PERSONAGGI E INTERPRETI
Sabina: Giovanna Mezzogiorno
Franco: Alessio Boni
Emilia: Stefania Rocca
Maria: Angela Finocchiaro
Daniele: Luigi Lo Cascio
regista: Giuseppe Battiston
Sabina è una doppiatrice cinematografica, vive a Roma ed è da tempo sentimentalmente legata ad un attore, Franco. La sua esistenza di borghese agiata scorre tranquilla, confortata pure dalla presenza di Emilia, un’amica d’infanzia divenuta cieca a vent’anni, e di Maria, direttrice di doppiaggio lasciata dal marito per un’adolescente. D’improvviso, a interrompere tanta quiete giunge la decisione di Franco di farsi coinvolgere - malgrado le proprie convinzioni - in una serie televisiva, proprio mentre Sabina scopre d’essere incinta.

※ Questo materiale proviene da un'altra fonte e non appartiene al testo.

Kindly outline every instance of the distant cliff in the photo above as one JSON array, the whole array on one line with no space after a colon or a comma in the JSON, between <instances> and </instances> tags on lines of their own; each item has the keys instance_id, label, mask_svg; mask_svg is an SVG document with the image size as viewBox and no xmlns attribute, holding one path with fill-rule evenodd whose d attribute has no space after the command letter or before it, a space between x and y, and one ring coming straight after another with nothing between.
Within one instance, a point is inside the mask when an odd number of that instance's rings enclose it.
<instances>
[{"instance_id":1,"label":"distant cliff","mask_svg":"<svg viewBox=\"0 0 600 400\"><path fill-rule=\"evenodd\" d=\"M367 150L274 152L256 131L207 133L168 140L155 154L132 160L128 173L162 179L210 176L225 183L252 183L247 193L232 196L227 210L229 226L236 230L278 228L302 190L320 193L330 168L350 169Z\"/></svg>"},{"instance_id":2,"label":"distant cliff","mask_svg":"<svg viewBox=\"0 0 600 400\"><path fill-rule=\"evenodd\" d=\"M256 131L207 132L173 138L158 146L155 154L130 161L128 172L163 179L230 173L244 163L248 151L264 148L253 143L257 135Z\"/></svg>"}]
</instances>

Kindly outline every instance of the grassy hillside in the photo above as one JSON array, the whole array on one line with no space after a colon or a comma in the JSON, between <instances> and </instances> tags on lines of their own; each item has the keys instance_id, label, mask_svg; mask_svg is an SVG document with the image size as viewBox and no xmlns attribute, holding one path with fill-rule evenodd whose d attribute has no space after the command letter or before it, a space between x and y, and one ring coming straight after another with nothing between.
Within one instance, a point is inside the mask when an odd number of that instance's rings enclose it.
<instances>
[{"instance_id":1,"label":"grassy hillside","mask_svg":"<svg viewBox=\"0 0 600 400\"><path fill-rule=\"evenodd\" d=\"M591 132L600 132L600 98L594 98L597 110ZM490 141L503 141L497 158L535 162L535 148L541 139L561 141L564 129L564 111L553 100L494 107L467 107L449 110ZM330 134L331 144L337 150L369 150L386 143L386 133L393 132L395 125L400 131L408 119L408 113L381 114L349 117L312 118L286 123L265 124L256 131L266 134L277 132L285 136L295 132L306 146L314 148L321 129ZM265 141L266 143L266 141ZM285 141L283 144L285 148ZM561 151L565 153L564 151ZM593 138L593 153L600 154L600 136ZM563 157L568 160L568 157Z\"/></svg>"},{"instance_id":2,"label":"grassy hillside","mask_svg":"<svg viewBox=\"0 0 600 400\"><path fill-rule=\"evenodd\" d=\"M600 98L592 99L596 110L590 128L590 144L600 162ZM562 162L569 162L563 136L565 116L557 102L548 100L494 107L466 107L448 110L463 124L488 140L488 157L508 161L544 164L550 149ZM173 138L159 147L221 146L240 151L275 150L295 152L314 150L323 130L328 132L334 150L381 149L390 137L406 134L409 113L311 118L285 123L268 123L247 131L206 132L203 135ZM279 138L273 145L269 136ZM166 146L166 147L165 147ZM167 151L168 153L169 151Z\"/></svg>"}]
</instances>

Assalita da un malessere insostenibile e difficile da definire, ella decide di trascorrere il Natale negli Stati Uniti, ove il fratello Daniele è docente in un’università. Vinte le resistenze di quest’ultimo, Sabina apprende che entrambi furono nell’infanzia vittime delle malsane attenzioni paterne: è da qui, dalla scoperta di un dolore “da cui è impossibile guarire”, che la giovane deve ripartire in cerca di altre motivazioni, di un’ardua speranza.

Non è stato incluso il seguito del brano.